In “Rationality as Process...” Simon states that the characterization of an institution is almost never arrived at deductively from consideration of the function that it must perform for system survival. Functionalist analysis is not deductive like theoretical neoclassical economics. Rather an institution is a behavior pattern that is empirically observed, and existence of the pattern occasions the question of why it persists, that is, what function it performs. Institutions can be observed in every society, and their existence is then rationalized by the argument that its function is requisite. But Simon comments that this kind of reasoning may demonstrate that a particular behavioral pattern is a sufficient condition for performing an essential social function, but cannot demonstrate that the particular pattern is a necessary condition. Alternative patterns may be functionally equivalent, since they serve the same need. In other words there may be many alternative satisficing institutional patterns for accomplishing the same social goal.
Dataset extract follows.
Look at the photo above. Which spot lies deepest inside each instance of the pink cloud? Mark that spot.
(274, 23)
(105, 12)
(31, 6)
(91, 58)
There have been more recent dissenters than the Institutionalists to conventional academic economics, and the reason for dissent as always has been the empirical inadequacy and simplistic unrealism of the neoclassical theory with its heroically imputed rationality postulates. More recently a new empirical psychological style of economic research has emerged that is called “behavioral economics”. One pioneer in this new style at the University if Chicago, Booth School of Business is Richard H. Thaler, who published a book titled Misbehaving: The Making of Behavioral Economics (2015). Thaler wrote an article in New York Times (10 May 2015) Business Section front page titled “The Importance of Irrelevance”. Thaler notes in the article that an important problem for neoclassical economic theory is economists’ discounting as irrelevant any factor that does not influence the maximizing rational thinking of a person. Like Veblen, Thaler rejects economists’ insistence on studying mythical maximizing creatures often known as Homo Economicus, creatures that Thaler ridicules with the name “Econs”. Thaler says that for his theory many supposedly irrelevant factors such as emotions do matter. In a The Wall Street Journal (16-17 May 2015) review of Thaler’s book titled “How Homo Economicus Went Extinct” and subtitled “Making Economics Irrational”, Carol Tavris expresses incredulity at how delusional academic economists are with rational economic “theory”.
But while behavioral economics relies on survey research instruments often used by social psychologists like Tavris and by modern market researchers for businesses, Simon proposes “cognitive psychology” based on his imputed bounded rationality postulate of satisficing behavior.